Rebecca Harms

Mitglied des Europäischen Parlaments in der Grünen/EFA Fraktion 2004-2019

#newsletter    27 | 05 | 2013

Newsletter 05/13


Liebe Freundinnen und Freunde,

der EU-Gipfel am vergangenen Mittwoch sollte eigentlich längst überfällige Schritte gegen Steuerflucht und Steuerhinterziehung beschließen, doch wichtige Entscheidungen wurden auf Dezember vertagt. Und über die Steuervermeidungsstrategien der großen, internationalen Unternehmen, die durch die großen Unterschiede der Unternehmensbesteuerung in den Mitgliedstaaten ermöglicht werden, wurde erst gar nicht gesprochen.

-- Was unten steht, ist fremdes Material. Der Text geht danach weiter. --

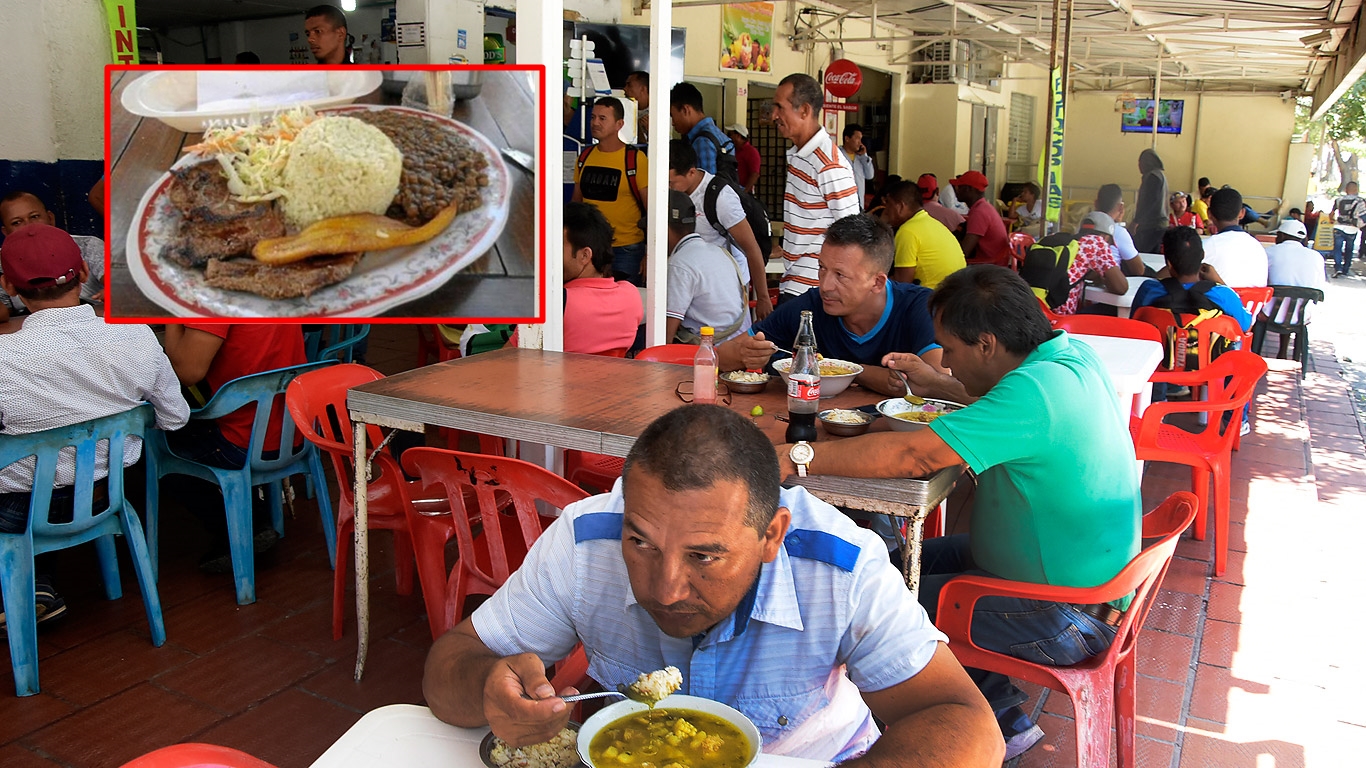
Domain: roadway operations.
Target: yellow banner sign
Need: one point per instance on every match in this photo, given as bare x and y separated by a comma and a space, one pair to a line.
123, 30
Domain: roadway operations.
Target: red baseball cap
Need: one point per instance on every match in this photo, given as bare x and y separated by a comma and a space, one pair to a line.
37, 254
970, 179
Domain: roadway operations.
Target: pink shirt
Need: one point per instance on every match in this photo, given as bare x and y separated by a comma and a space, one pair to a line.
993, 245
600, 314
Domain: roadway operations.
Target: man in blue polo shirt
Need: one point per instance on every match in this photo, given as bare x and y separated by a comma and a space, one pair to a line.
764, 599
858, 313
1057, 500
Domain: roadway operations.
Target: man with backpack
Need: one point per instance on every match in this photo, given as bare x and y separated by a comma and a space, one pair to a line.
612, 178
715, 151
728, 217
1057, 265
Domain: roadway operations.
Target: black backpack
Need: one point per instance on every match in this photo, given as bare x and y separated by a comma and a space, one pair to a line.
1047, 264
727, 167
754, 215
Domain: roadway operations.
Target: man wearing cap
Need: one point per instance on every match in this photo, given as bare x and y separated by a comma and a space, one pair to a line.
985, 239
705, 286
64, 366
21, 208
1235, 254
1291, 263
1096, 257
928, 185
746, 156
820, 183
926, 252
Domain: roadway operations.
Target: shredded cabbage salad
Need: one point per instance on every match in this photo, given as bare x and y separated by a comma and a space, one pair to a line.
253, 156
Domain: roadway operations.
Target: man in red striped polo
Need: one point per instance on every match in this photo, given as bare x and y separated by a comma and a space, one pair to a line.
820, 182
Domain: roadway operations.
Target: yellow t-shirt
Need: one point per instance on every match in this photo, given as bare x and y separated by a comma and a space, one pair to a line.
604, 185
926, 245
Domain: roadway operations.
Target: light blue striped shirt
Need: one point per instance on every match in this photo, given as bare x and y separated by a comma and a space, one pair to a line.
829, 616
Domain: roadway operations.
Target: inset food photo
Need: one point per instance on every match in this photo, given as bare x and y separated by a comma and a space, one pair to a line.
333, 192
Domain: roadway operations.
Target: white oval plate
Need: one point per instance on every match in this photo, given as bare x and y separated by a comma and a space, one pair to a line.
381, 280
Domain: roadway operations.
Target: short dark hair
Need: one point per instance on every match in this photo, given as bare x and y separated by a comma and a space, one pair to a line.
331, 12
1227, 205
682, 156
586, 227
1108, 197
614, 104
1183, 250
805, 90
694, 447
985, 298
686, 94
869, 234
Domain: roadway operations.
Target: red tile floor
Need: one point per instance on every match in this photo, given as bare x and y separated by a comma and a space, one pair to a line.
1254, 668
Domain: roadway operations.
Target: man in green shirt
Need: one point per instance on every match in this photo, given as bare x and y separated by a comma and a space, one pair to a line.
1057, 500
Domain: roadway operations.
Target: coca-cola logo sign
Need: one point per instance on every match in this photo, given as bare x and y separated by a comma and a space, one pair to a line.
843, 78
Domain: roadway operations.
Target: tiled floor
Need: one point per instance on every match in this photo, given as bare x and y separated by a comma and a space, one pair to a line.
1256, 668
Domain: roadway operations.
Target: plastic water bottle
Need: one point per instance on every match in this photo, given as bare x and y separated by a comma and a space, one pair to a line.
704, 368
803, 384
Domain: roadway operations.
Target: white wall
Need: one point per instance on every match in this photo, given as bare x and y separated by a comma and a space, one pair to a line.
52, 94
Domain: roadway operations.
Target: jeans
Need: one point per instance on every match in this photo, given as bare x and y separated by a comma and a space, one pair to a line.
1344, 246
1045, 633
626, 263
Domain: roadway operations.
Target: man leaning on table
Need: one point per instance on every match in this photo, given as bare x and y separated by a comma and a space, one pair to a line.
1057, 499
765, 599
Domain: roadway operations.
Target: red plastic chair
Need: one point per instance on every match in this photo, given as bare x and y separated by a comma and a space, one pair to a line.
504, 492
1103, 686
317, 405
197, 756
1208, 451
1021, 242
678, 354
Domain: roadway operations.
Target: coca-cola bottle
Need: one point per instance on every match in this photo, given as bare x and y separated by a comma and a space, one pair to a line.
803, 384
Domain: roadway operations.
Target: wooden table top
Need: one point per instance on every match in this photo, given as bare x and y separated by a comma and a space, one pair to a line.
499, 284
594, 403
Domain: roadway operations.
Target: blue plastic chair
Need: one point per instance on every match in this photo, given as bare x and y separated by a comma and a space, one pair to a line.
333, 342
261, 390
17, 550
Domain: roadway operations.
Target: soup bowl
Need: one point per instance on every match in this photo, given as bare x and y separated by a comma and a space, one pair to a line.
615, 712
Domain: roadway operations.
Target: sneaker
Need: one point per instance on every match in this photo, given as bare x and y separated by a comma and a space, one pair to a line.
1019, 731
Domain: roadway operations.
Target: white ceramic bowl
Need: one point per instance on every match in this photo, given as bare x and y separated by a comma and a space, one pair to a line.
615, 712
171, 96
894, 406
831, 386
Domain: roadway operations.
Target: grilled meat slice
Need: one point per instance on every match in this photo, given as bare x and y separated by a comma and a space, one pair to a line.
282, 282
198, 242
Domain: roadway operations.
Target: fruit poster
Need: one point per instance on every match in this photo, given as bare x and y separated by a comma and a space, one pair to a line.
746, 36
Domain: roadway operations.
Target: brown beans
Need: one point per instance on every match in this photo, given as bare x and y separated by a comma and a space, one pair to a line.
439, 167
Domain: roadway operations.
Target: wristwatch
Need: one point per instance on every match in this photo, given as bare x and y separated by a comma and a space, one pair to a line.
802, 455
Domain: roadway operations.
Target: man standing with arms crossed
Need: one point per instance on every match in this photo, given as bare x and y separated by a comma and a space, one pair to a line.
820, 182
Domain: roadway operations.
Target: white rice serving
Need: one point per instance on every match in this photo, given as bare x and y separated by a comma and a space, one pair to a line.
339, 166
560, 752
659, 683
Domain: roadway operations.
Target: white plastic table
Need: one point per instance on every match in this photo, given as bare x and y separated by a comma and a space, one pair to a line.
1122, 301
403, 735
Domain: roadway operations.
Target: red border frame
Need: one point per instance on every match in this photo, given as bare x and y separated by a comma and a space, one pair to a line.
540, 190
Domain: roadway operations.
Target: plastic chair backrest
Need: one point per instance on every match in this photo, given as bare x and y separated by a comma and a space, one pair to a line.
1167, 324
92, 442
499, 484
262, 390
1298, 298
678, 354
317, 405
1103, 325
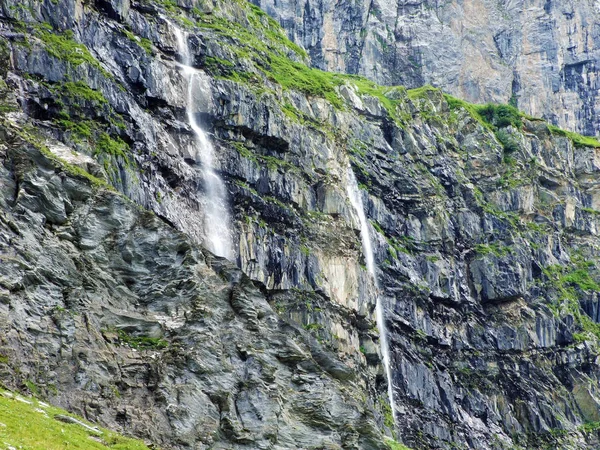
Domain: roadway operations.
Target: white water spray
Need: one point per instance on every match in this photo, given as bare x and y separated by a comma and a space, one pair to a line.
217, 234
357, 204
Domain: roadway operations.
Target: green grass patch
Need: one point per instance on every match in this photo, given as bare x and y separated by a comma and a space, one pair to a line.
394, 445
64, 47
112, 146
144, 43
31, 425
569, 282
493, 249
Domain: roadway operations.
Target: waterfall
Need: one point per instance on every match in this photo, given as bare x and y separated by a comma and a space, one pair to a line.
357, 204
217, 232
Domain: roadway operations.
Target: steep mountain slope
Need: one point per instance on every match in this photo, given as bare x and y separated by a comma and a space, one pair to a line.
484, 226
542, 54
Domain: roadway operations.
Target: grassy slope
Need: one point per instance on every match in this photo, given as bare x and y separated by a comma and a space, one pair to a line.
30, 424
259, 41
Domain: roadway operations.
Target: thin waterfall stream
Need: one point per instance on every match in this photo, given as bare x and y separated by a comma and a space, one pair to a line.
357, 204
217, 230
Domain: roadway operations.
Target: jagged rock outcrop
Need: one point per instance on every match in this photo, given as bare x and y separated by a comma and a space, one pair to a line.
484, 233
542, 55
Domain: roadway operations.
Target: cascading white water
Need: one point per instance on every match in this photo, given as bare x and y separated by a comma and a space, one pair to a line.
357, 204
217, 232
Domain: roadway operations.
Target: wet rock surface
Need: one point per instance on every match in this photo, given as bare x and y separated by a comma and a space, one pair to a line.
487, 256
541, 54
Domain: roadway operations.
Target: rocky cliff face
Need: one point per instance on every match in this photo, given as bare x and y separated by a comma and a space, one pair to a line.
542, 55
484, 229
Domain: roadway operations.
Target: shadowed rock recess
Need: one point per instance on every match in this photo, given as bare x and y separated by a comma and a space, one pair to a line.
484, 225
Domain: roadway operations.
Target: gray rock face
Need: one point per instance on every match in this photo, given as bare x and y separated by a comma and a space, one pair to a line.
117, 316
487, 255
542, 54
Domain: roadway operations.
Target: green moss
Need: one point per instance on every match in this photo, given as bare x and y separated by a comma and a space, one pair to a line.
112, 146
24, 426
492, 249
64, 47
80, 90
144, 43
393, 445
500, 116
508, 141
33, 388
569, 282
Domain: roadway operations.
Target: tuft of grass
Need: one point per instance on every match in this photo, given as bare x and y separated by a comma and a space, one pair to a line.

Dabei sind es die Konzerne, die für den größten Teil der geschätzten 1.000 Milliarden Euro verantwortlich sind, die den Mitgliedstaaten jedes Jahr durch illegale Steuerflucht und legale Steuervermeidung durch die Lappen gehen. Wir Grüne fordern seit langem, dass man bei der Unternehmenssteuer endlich zu einer einheitlichen Bemessungsgrundlage kommt. Unser Ziel ist, dass Umsatz und Gewinne in dem Land besteuert werden, in dem sie anfallen. Diese andauernde Zögerlichkeit in der Bekämpfung der Steuerflucht und der Steueroasen, diese Zögerlichkeit, die wir auch bei der Bankenunion kennen, ist ein überzeugender Grund, Angela Merkel und mit ihr Jose Manuel Barroso abzuwählen.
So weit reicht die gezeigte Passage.